Hestermann’s study sought to answer similar questions: “How is the perception of violence changing? How is the view of the suspects and their origins changing?” 

He describes different reactions he observed using the example of two attacks that took place in Munich and Mannheim in 2025: “Munich: A young Afghan man allegedly drives into a crowd, killing two people. Shortly afterwards in Mannheim: A German man also drives into a crowd, killing two random victims.”

Playing into the right-wing populist agenda

And what happened in the media? Public broadcaster ARD aired a primetime report on the attack in Munich, but not about the one in Mannheim. Altogether, the study counted twice as many reports on German TV and in newspapers about the crime involving the foreign suspect.

Hestermann is familiar with such journalistic reflexes from his own experiences as a reporter and presenter for both public and private radio and TV stations. Decisions are often made intuitively, based on gut feeling, he says. This, he said, is often unintentional, a conclusion he based on his conversations in editorial offices.

Nevertheless, “many intuitive decisions result in a pattern of reporting that follows a right-wing populist agenda,” he said.

On February 13, a man drove his car into a crowd of people in central Munich. The suspect’s origins led to far more reporting than that devoted to a similar incident in Mannheim Image: Michael Bihlmayer/Bihlmayerfotografie/IMAGO

‘The reporting is discriminatory overall’

Hestermann said that left-wing journalists are often accused of only reporting positively on migration. But that isn’t accurate, he said: “The overall reporting is discriminatory.”

He cited weekly media analyses conducted between January and April 2025 as evidence on the subject of crime. During this period, 168 TV reports on violent crime in Germany involving 146 suspects were examined, as well as 330 newspaper articles involving 263 suspects.

Hestermann found no significant differences, even though the editorial orientation varied greatly, from public and private TV stations to print and online texts.

“We found that two newspapers as completely different as [conservative] Die Welt and [left-leaning] taz exclusively named foreign suspects during the period under review, if origin was an issue at all,” Hestermann said.

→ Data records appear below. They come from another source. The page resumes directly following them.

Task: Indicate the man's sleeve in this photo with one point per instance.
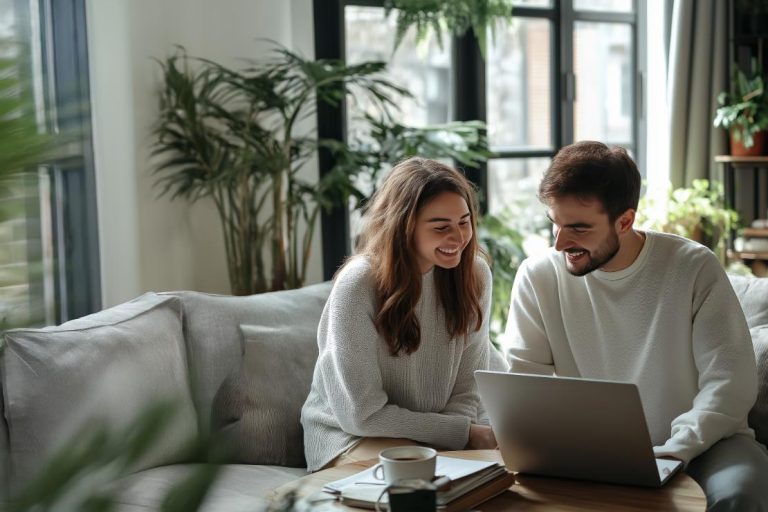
(525, 341)
(725, 360)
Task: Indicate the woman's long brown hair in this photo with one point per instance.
(388, 241)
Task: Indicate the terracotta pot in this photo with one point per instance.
(757, 149)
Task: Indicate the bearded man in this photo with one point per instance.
(609, 301)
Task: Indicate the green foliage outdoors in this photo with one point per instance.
(233, 136)
(455, 16)
(697, 212)
(23, 147)
(744, 109)
(504, 245)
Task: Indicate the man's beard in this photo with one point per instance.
(601, 256)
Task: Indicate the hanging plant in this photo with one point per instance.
(455, 16)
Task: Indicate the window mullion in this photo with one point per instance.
(568, 93)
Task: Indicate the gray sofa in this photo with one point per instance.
(240, 366)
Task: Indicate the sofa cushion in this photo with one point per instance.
(212, 330)
(106, 368)
(238, 488)
(758, 416)
(753, 296)
(258, 409)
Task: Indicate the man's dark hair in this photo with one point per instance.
(592, 170)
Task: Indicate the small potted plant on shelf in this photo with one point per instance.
(744, 113)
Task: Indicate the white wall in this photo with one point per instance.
(146, 242)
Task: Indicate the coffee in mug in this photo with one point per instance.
(406, 462)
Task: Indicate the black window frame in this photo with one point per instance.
(469, 96)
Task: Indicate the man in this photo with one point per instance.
(612, 302)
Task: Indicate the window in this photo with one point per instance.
(563, 70)
(49, 267)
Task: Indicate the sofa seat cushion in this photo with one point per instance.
(103, 369)
(258, 408)
(238, 488)
(758, 416)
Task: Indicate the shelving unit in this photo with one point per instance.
(746, 191)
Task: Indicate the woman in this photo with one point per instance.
(405, 326)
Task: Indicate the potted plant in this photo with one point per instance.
(697, 212)
(744, 112)
(455, 16)
(232, 135)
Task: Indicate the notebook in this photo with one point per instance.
(471, 483)
(572, 428)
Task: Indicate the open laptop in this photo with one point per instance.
(572, 428)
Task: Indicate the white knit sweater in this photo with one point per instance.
(669, 323)
(360, 390)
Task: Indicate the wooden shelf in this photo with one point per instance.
(748, 255)
(741, 159)
(755, 232)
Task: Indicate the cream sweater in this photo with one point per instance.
(669, 323)
(360, 390)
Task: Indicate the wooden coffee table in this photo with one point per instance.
(539, 494)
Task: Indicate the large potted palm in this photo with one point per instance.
(233, 136)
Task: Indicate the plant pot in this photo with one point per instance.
(738, 149)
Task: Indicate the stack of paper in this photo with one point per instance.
(472, 482)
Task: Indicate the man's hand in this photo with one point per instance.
(481, 438)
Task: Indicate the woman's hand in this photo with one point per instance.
(481, 438)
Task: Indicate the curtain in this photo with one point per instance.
(696, 75)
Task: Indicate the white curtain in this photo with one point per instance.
(696, 75)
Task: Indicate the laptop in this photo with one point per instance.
(572, 428)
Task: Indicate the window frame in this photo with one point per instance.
(469, 98)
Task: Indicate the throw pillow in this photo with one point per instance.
(753, 296)
(758, 416)
(214, 341)
(258, 409)
(106, 367)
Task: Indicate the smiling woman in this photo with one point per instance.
(405, 326)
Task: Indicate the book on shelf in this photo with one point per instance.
(755, 232)
(471, 483)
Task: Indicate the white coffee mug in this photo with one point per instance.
(405, 462)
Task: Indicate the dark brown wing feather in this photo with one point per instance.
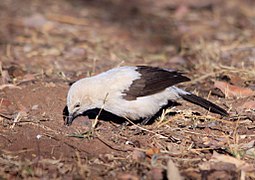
(153, 80)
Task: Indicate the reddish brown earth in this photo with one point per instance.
(45, 45)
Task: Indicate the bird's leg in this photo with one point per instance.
(146, 120)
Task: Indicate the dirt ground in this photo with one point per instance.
(45, 45)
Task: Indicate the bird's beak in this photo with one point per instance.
(70, 118)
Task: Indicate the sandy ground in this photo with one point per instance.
(45, 45)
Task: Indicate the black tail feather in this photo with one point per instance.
(204, 103)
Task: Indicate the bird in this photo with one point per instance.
(133, 92)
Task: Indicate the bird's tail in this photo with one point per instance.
(203, 103)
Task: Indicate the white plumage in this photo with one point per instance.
(110, 90)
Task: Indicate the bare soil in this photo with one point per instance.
(45, 45)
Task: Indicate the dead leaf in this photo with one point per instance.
(127, 177)
(173, 171)
(156, 173)
(138, 155)
(249, 105)
(181, 11)
(150, 152)
(233, 91)
(240, 164)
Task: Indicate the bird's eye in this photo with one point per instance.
(77, 105)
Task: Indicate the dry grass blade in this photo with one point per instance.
(172, 171)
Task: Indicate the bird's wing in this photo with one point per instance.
(151, 81)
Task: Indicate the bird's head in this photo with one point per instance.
(77, 102)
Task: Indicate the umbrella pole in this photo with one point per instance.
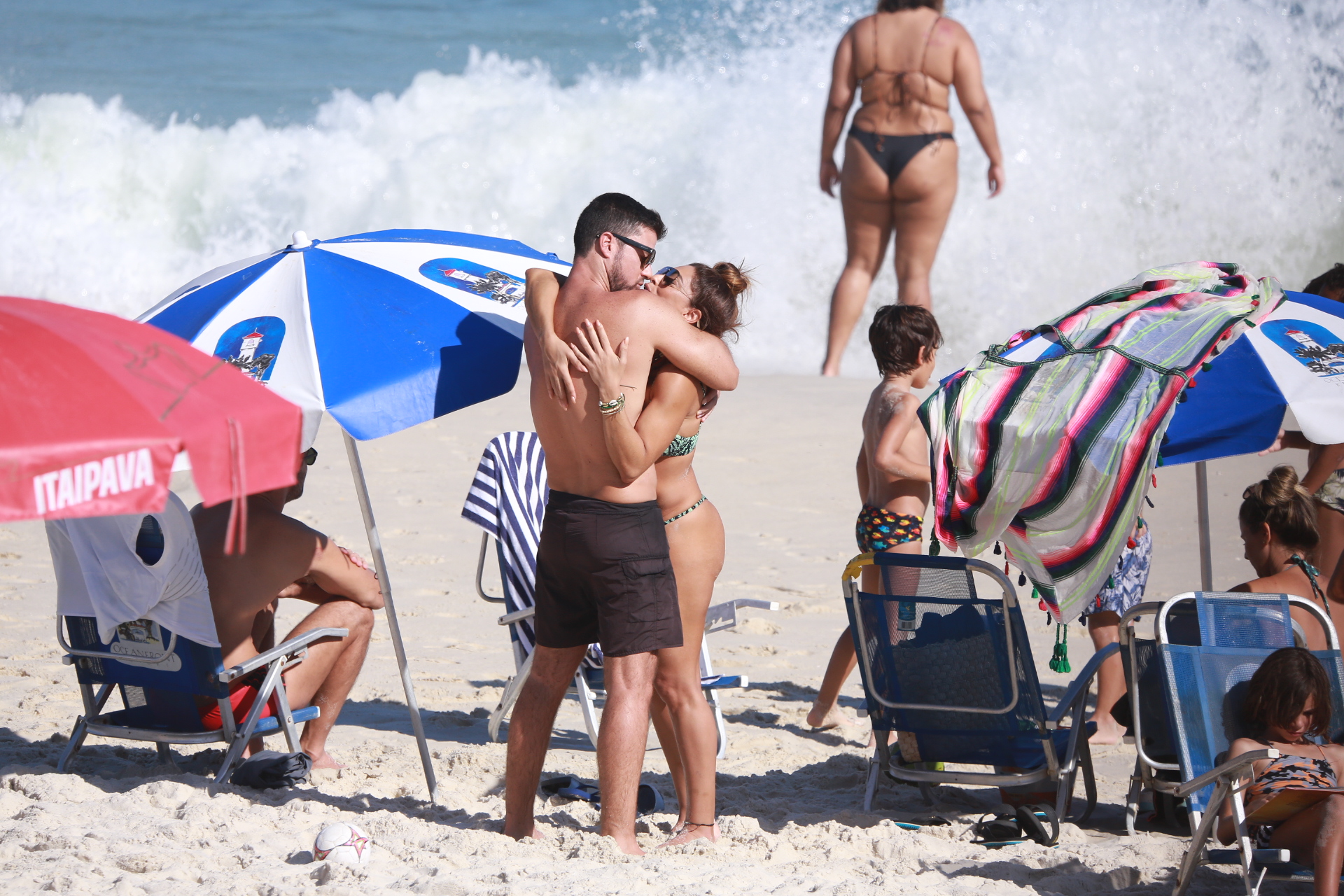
(375, 546)
(1206, 552)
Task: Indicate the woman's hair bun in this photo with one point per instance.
(1288, 508)
(715, 292)
(1281, 486)
(734, 277)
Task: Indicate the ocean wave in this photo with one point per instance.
(1136, 133)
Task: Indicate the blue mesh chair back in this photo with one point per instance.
(932, 640)
(1206, 682)
(159, 697)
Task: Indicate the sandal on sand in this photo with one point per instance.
(648, 799)
(929, 821)
(553, 785)
(997, 828)
(678, 832)
(1031, 821)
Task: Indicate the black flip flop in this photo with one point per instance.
(553, 786)
(930, 821)
(1032, 821)
(997, 828)
(648, 799)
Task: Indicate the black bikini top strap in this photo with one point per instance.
(1310, 577)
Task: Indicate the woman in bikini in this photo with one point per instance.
(1288, 704)
(664, 437)
(901, 160)
(1278, 530)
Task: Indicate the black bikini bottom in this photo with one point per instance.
(894, 152)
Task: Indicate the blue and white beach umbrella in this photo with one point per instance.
(382, 331)
(1294, 359)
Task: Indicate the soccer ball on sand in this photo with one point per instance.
(344, 844)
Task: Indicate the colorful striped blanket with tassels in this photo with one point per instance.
(1049, 441)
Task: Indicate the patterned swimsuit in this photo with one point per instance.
(1288, 771)
(879, 528)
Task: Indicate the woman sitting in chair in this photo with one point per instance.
(666, 437)
(1288, 704)
(1278, 530)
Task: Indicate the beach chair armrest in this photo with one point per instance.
(1079, 684)
(1226, 770)
(480, 573)
(518, 615)
(724, 615)
(280, 652)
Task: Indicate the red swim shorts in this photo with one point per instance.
(242, 695)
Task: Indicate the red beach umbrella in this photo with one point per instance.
(94, 409)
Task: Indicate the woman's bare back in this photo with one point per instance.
(904, 65)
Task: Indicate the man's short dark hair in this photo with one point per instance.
(897, 335)
(613, 214)
(1331, 280)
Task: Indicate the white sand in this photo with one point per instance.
(778, 461)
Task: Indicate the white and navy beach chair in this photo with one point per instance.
(121, 582)
(951, 671)
(1208, 648)
(507, 501)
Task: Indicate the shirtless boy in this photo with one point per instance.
(286, 559)
(603, 568)
(892, 469)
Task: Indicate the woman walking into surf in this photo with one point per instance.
(664, 435)
(901, 159)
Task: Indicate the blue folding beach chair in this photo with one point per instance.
(507, 500)
(1156, 762)
(951, 672)
(1203, 676)
(159, 673)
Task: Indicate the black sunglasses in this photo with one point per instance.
(647, 254)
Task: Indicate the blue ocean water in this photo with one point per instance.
(214, 64)
(144, 143)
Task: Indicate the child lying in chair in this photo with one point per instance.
(1289, 703)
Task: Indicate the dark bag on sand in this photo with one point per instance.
(272, 769)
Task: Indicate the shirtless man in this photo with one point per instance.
(603, 568)
(892, 469)
(286, 559)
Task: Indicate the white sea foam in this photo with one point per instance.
(1136, 133)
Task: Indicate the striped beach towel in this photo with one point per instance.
(508, 500)
(1049, 441)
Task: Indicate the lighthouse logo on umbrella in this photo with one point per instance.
(1315, 347)
(472, 277)
(253, 346)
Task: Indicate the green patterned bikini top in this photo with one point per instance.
(682, 445)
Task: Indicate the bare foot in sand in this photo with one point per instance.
(692, 832)
(626, 844)
(1108, 731)
(531, 830)
(324, 761)
(834, 718)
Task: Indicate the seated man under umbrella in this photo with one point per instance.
(286, 559)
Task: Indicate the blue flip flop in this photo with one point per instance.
(588, 793)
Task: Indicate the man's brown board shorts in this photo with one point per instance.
(604, 575)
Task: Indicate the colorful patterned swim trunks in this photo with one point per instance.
(1128, 580)
(879, 528)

Criminologist and sociologist Gina Wollinger calls this media distortion a “migrantization” of crime. The professor at the University of Applied Sciences for Police and Public Administration in North Rhine-Westphalia argued this was caused by what she called an overemphasis on culture. “A category that, in my perception, is only used when the perpetrators are non-German. Suddenly the question arises: ‘Does it have something to do with culture?'”

Editorial diversity as remedy

Wollinger stressed that crime has nothing to do with origin. “It’s not migration history. It’s not the passport or nationality,” she said. “Rather, it’s certain risk factors that stem primarily from poverty, lack of prospects, and personal experiences of violence.” When these factors are taken into account, one sees no difference between people with or without a migration background, she added.

How might this imbalance in reporting be corrected? Hestermann said that in his experience as a journalist, language barriers can often be an obstacle when reporting on migration.

“That’s why it’s important for editorial offices to become more diverse,” he said. “For young people who have grown up in different cultures to enrich the editorial offices.”

This article was originally written in German.